捷徑

AOTInductor Minifier

如果您在使用 AOT Inductor API(例如 torch._inductor.aoti_compile_and_packagetorch._indcutor.aoti_load_package)時,或在某些輸入上執行 aoti_load_package 載入的模型時遇到錯誤,您可以使用 AOTInductor Minifier 建立一個最小的 nn.Module 來重現該錯誤,方法是設定 from torch._inductor import config; config.aot_inductor.dump_aoti_minifier = True

從高層次來看,使用 Minifier 有兩個步驟:

  • 設定 from torch._inductor import config; config.aot_inductor.dump_aoti_minifier = True 或設定環境變數 DUMP_AOTI_MINIFIER=1。然後執行會產生錯誤的腳本會產生一個 minifier_launcher.py 腳本。可以透過將 torch._dynamo.config.debug_dir_root 設定為有效的目錄名稱來配置輸出目錄。

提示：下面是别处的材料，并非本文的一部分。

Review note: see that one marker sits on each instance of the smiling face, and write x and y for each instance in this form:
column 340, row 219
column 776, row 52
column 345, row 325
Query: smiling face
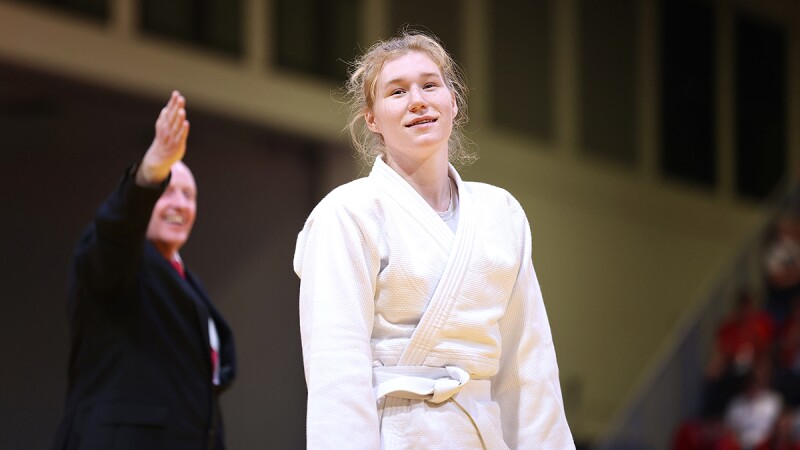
column 174, row 213
column 413, row 109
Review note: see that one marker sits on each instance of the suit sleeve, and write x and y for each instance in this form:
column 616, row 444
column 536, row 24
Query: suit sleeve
column 110, row 250
column 527, row 384
column 338, row 266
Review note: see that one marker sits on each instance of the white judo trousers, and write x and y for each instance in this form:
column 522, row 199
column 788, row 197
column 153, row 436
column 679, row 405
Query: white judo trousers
column 415, row 337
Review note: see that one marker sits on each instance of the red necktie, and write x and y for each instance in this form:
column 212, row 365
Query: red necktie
column 179, row 267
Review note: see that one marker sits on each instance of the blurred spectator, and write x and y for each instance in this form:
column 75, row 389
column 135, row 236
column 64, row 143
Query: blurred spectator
column 787, row 432
column 705, row 433
column 782, row 266
column 753, row 414
column 788, row 357
column 743, row 338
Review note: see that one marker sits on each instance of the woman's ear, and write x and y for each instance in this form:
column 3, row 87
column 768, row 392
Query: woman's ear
column 369, row 117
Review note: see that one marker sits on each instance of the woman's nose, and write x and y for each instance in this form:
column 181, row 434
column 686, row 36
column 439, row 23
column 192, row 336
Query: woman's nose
column 417, row 98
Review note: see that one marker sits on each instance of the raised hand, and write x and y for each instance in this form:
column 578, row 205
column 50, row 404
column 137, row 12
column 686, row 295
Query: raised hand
column 169, row 144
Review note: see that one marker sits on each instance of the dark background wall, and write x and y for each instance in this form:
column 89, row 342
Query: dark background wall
column 63, row 147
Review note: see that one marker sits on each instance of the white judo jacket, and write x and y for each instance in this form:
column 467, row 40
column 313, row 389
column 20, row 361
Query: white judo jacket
column 415, row 337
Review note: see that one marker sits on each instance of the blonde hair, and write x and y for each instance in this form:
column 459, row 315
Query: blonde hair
column 360, row 94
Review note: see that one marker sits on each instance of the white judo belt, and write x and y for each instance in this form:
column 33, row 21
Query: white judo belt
column 437, row 385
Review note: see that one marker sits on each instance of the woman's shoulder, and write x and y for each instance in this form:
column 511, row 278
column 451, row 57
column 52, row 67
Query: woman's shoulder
column 491, row 196
column 356, row 196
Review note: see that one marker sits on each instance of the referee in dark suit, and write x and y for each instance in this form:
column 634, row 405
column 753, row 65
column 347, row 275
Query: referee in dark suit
column 150, row 354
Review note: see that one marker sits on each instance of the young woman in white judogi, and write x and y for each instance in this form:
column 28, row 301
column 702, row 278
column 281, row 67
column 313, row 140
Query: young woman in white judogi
column 421, row 317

  • 執行 minifier_launcher.py 腳本。如果 Minifier 成功執行,它會在 repro.py 中生成可執行的 Python 程式碼,該程式碼會重現完全相同的錯誤。

範例程式碼

以下是一個範例程式碼,由於我們透過 torch._inductor.config.triton.inject_relu_bug_TESTING_ONLY = "compile_error" 在 relu 上注入錯誤,因此會產生錯誤。

import torch
from torch._inductor import config as inductor_config

class Model(torch.nn.Module):
    def __init__(self):
        super().__init__()
        self.fc1 = torch.nn.Linear(10, 16)
        self.relu = torch.nn.ReLU()
        self.sigmoid = torch.nn.Sigmoid()

    def forward(self, x):
        x = self.fc1(x)
        x = self.relu(x)
        x = self.sigmoid(x)
        return x


inductor_config.aot_inductor.dump_aoti_minifier = True
torch._inductor.config.triton.inject_relu_bug_TESTING_ONLY = "compile_error"

with torch.no_grad():
    model = Model().to("cuda")
    example_inputs = (torch.randn(8, 10).to("cuda"),)
    ep = torch.export.export(model, example_inputs)
    package_path = torch._inductor.aoti_compile_and_package(ep)
    compiled_model = torch._inductor.aoti_load_package(package_path)
    result = compiled_model(*example_inputs)

上面的程式碼會產生以下錯誤:

RuntimeError: Failed to import /tmp/torchinductor_shangdiy/fr/cfrlf4smkwe4lub4i4cahkrb3qiczhf7hliqqwpewbw3aplj5g3s.py
SyntaxError: invalid syntax (cfrlf4smkwe4lub4i4cahkrb3qiczhf7hliqqwpewbw3aplj5g3s.py, line 29)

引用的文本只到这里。